- Oct 29, 2008
By Teresa O’Dea Hein, Managing Editor
Being scared is socially acceptable this week, with Halloween creeping up fast. But with job losses and fewer households being formed and tighter credit, even multi-housing executives are wise to be nervous.
FDR’s famous phrase about “the only thing to fear is feat itself” has taken on new life, to the point where one of the New York daily newspapers printed it on its cover a few weeks ago after one of the stock market’s big declines.
Plus, we should remember that many aspects of property management are controllable. For example, addressing maintenance/service needs promptly and with timely communication has often been cited as a key way to improve resident retention.
Still, while the apartment industry has fared better than other real estate sectors this year, the weakening economy is beginning to affect the sector. According to the National Multi Housing Council’s (NMHC) latest Quarterly Survey of Apartment Market Conditions, "Nine straight months of job losses have begun to cut into the demand for apartment residences," says Mark Obrinsky, NMHC’s vice president of research and chief economist. "While favorable demographics and a lower homeownership rate will benefit the apartment industry over time, owners and managers will first have to work their way through the current economic downturn before the benefits of that increased demand are likely to show up.”
The NMHC Market Tightness Index, which measures changes in occupancy rates and/or rents, dropped significantly from 40 last quarter to 24. This was the fifth straight quarter in which the index has been below 50. (For all of the survey indexes, a reading above 50 indicates that, on balance, conditions are improving; a reading below 50 indicates that conditions are worsening; and a reading of 50 indicates that conditions are unchanged.) In the previous four quarters, however, roughly half of respondents viewed market conditions as unchanged; this quarter less than one-third reported unchanged conditions, suggesting that the current situation is less stable.
So now it’s even more essential to ramp up property management performance and show the economic value of professionally managed assets.
And, according to an "Apartment Trends" report by Property & Portfolio Research, vacancies slipped by 10 basis points to 6.2 percent in the second quarter of 2008.
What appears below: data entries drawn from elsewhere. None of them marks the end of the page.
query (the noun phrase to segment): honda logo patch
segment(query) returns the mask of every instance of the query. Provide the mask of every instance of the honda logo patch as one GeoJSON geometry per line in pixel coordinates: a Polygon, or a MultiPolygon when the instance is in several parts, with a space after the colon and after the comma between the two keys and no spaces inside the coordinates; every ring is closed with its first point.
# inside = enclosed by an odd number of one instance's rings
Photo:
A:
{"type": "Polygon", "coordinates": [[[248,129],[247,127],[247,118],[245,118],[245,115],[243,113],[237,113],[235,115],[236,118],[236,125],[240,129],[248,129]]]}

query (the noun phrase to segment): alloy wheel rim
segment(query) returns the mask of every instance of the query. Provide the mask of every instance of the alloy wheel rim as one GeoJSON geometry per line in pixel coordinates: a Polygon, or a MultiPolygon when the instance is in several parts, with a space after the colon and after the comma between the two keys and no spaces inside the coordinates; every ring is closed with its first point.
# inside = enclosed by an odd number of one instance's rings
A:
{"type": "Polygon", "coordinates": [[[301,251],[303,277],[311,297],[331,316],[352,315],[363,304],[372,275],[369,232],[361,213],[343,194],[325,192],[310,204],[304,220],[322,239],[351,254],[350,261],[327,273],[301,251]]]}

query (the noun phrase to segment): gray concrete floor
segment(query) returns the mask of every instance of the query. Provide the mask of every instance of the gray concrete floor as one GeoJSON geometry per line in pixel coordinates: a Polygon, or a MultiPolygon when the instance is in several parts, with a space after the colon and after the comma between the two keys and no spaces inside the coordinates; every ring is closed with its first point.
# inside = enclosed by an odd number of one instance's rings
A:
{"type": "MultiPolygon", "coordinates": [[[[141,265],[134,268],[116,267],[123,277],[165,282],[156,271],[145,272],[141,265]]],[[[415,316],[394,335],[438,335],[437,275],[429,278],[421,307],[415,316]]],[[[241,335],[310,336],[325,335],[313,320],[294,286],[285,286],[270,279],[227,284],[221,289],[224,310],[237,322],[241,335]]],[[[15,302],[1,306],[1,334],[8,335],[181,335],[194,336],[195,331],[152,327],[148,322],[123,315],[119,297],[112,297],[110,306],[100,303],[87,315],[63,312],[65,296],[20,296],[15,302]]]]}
“A soft job market, an increasing pace of apartment completions and persistent shadow supply were the three main reasons for this trend,” explains Michael Cohen, research strategist. However, even at the current level, vacancies are a far cry from a cyclical high of 7.4 percent, reached in late 2003. Vacancies are expected to approach the high 6 percent range by end of this year before finding some stability in 2009, PPR predicts.
Even so, ghosts of recessions past haunt current events. Quick, pass the candy corn.